I stare at my feet, cheeks burning, unable to take credit. But she knows—just from seeing me squirm she figures it out.
“I had no idea,” she says, mesmerized, her eyes taking in the flow of lines.
I shrug. “It’s nothing. Really.”
She turns back to me. “No, it’s good, Annah. Really good. I could never do anything like this.”
I blush harder. “I just …” I shrug again, trying to figure out how to explain the night on the roof after the infected woman jumped and I found her powders and stains. How something welled in me like a scream that dulled with the color and movement.
“I guess I never really knew I could do it either,” I finally say, just to fill the silence. “I never took the time before.”
She presses her hand against the wall. “It’s beautiful,” she says, staring back at me.
It takes everything I have not to duck my head. Instead I smile and accept the compliment: “Thank you.”
That night I pull the covers over my head and try to will away the darkness. I’m tangled in nightmares when some part of me feels the mattress sag, feels a body slipping under the blankets.
The Recruiter on the platform immediately rears in my mind and I’m about to lash out when the bright heat of Catcher’s body pushes up against my back, his arms wrapping around my waist and his face pressing the nape of my neck.
Before I can say anything, before I can even utter his name, his lips move against my skin. “I can’t do it, Annah, I can’t,” he murmurs, his breath whispering over the tiny hairs along my spine.
“Catcher, what’s going on?” I try not to let fear creep into my voice as I turn to face him, but he holds me in place, wrapped around me. He feels so hot, and I can’t tell whether it’s the natural heat of him or if there’s something else causing it.
He weaves his fingers through mine, holding them so tight it’s like he’d be lost if he let go. “I can’t save them,” he finally says.
“Catcher—” I start to respond, but his body begins to tremble and his voice cracks.
“I tried. I’ve done everything I know how to do. But they keep dying. The survivors in the Dark City keep dying, and it’s my fault. I can bring some here and give them a chance but even that—”
“Shhh, it’s okay,” I tell him, pulling our hands up until I can press my lips to his burning knuckles. His wrists feel dangerously thin. Every part of him seems fragile.

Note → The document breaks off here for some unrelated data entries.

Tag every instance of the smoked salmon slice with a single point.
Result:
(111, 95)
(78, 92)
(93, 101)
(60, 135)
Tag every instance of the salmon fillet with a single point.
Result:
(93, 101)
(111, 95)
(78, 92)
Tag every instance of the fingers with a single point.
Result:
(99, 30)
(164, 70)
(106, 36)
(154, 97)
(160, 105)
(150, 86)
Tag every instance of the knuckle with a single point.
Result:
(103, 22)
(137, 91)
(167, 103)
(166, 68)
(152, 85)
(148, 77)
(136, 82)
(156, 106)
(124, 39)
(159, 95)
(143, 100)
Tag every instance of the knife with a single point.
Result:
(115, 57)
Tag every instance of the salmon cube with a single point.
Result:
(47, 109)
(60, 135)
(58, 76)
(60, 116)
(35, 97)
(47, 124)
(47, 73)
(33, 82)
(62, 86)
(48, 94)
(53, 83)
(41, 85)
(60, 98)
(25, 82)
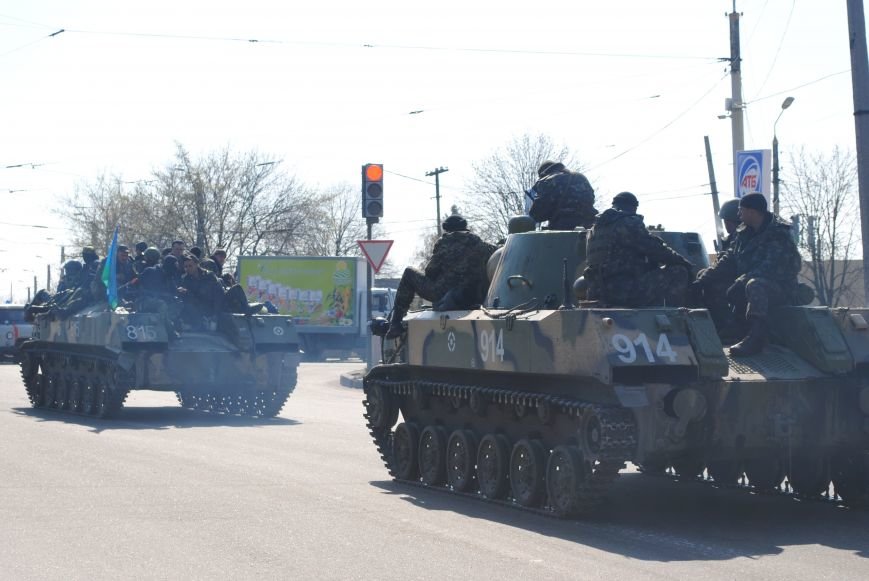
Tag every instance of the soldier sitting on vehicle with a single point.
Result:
(458, 261)
(714, 299)
(628, 266)
(758, 270)
(562, 197)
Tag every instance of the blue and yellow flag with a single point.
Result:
(109, 275)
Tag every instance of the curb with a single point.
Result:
(353, 378)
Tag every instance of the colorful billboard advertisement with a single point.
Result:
(314, 291)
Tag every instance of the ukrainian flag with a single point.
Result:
(110, 274)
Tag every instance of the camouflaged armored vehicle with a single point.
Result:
(537, 402)
(87, 363)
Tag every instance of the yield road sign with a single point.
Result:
(375, 251)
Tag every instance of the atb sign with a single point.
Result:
(375, 252)
(753, 172)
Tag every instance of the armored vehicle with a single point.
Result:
(536, 402)
(87, 363)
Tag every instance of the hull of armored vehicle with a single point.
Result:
(89, 362)
(537, 403)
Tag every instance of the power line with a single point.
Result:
(446, 48)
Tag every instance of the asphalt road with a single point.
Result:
(163, 493)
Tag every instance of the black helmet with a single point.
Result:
(455, 223)
(152, 255)
(626, 199)
(729, 211)
(72, 267)
(549, 167)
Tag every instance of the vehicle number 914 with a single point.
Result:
(628, 348)
(492, 345)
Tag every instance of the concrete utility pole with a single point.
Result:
(736, 104)
(860, 84)
(436, 173)
(719, 228)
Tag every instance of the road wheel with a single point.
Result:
(566, 474)
(432, 455)
(808, 475)
(461, 459)
(493, 464)
(527, 472)
(382, 407)
(405, 448)
(49, 390)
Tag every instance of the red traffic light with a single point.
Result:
(373, 172)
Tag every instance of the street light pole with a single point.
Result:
(436, 173)
(775, 181)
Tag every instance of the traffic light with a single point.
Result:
(372, 190)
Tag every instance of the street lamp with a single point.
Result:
(775, 181)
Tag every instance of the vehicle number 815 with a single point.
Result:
(141, 333)
(627, 348)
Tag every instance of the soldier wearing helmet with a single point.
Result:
(457, 266)
(628, 266)
(758, 271)
(562, 197)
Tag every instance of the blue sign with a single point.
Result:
(753, 172)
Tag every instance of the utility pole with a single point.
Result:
(719, 229)
(736, 104)
(860, 86)
(436, 173)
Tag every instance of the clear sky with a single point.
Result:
(631, 86)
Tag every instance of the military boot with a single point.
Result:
(396, 327)
(754, 341)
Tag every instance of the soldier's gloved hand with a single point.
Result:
(736, 291)
(695, 294)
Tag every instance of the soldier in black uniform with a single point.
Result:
(139, 263)
(714, 299)
(562, 197)
(759, 269)
(628, 266)
(458, 263)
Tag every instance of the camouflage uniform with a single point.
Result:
(629, 267)
(758, 269)
(566, 199)
(458, 261)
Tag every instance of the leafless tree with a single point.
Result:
(821, 189)
(240, 202)
(338, 223)
(497, 189)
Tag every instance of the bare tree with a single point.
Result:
(496, 193)
(239, 202)
(822, 191)
(338, 223)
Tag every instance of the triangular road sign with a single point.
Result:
(375, 251)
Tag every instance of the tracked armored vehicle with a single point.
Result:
(534, 401)
(89, 362)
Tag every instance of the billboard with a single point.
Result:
(753, 172)
(315, 291)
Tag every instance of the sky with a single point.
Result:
(631, 87)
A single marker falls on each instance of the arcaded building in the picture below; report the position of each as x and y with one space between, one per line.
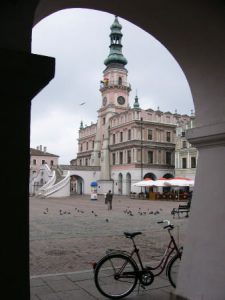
127 143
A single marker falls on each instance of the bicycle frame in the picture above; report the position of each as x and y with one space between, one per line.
172 246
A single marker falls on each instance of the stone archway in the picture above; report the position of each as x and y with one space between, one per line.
194 33
76 185
128 183
120 184
150 175
168 175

“It’s not okay. I’m the only one who can save them. I’m the only one who can get supplies to them—food and blankets and wood and I just can’t. I can’t do it. I can’t handle it. I’ve tried and tried and …”
He takes a deep shuddering breath. “I don’t know what to do anymore. The City’s going to die and it’s all going to be my fault.”

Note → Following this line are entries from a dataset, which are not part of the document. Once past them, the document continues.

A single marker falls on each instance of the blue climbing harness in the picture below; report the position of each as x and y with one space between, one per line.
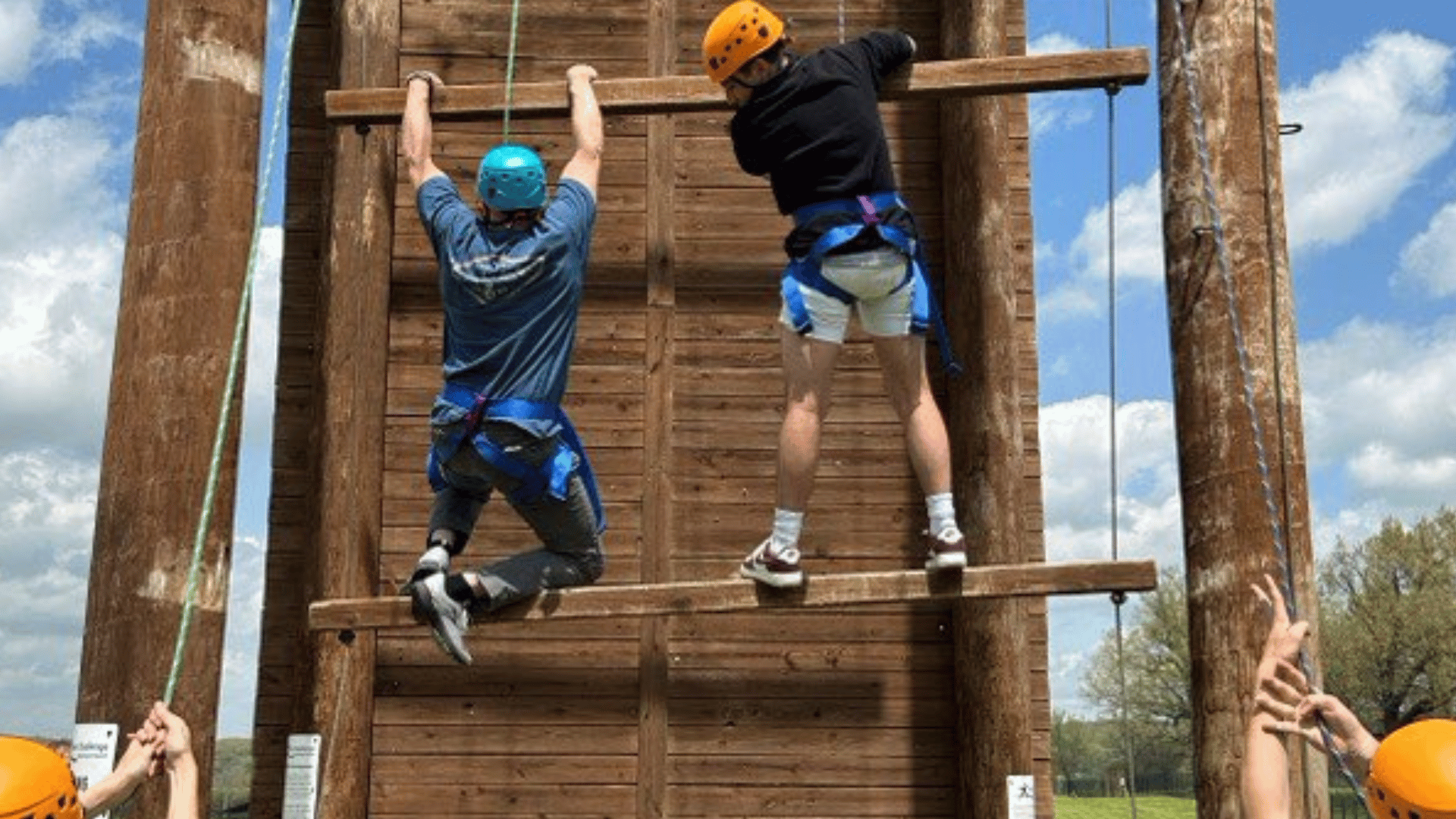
848 219
552 477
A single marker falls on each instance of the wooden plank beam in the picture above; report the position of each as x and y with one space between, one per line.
1015 580
688 93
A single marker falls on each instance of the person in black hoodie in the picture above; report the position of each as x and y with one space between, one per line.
811 124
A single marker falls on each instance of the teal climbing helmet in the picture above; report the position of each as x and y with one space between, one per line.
511 178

“Oh, Catcher.” I grasp his hand tighter, my heart aching for him. “You can’t save them all. You’re only one person.”
“You don’t understand what it’s like,” he says. “What it sounds like when they see that I have food. When I carry it to the cable car to bring here. How they call out to me and the desperation in their eyes. You don’t know what it’s like to watch them die and know that if you’d just tried harder … if you’d just been better …”

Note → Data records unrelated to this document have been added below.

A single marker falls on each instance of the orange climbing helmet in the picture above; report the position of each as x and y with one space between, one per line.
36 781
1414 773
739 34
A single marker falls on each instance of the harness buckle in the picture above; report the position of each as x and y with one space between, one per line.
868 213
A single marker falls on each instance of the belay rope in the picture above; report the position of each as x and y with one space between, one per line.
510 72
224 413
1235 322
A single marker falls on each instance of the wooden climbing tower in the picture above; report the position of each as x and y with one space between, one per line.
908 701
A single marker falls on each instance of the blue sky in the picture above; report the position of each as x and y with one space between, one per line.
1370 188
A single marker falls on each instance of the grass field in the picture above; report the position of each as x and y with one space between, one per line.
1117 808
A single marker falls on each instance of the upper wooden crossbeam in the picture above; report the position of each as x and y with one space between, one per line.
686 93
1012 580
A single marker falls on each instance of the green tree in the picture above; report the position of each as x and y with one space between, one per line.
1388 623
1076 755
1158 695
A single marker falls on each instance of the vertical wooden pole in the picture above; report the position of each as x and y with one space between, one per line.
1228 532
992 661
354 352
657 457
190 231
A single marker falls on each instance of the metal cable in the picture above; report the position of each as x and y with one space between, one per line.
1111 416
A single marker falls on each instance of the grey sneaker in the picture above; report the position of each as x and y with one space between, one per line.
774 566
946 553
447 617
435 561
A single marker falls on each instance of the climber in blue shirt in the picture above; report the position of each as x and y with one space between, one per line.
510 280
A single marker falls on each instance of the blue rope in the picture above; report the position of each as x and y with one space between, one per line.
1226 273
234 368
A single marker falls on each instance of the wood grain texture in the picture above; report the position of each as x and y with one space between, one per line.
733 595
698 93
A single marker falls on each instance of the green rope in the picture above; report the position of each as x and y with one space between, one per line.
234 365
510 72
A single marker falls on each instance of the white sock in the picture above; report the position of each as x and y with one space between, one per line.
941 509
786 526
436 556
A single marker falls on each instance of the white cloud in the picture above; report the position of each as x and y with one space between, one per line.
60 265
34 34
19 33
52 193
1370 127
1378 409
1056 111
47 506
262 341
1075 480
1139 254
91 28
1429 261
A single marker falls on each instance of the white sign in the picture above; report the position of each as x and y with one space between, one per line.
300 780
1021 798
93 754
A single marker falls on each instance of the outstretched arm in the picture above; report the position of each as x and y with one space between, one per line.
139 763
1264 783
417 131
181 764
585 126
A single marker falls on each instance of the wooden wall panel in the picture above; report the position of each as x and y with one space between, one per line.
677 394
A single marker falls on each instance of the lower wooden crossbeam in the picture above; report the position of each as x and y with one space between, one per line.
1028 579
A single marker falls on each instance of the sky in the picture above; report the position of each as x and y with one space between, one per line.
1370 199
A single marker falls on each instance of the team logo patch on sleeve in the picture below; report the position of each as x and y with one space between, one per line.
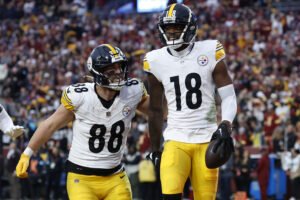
126 111
202 60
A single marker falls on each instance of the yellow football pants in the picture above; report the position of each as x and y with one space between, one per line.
180 160
90 187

He swallows whatever he was going to say next. I don’t know what to tell him to make it okay. I don’t know how to fix this. “You haven’t been eating,” I say and he doesn’t answer me, just presses his face against my back, his tears hot on my skin.
“There was a girl,” he finally says. “This morning there was a girl on a fire escape and she called out to me. She had a baby. This skinny little boy who clutched at her legs when she cried for me to stop.” He pauses, as if seeing it all in his mind.
Taking a deep breath, he continues. “She told me they were out of food. She said she’d heard about me. That I could cross the horde and bring supplies. She begged me.…” His voice breaks. “She begged me,” he says again.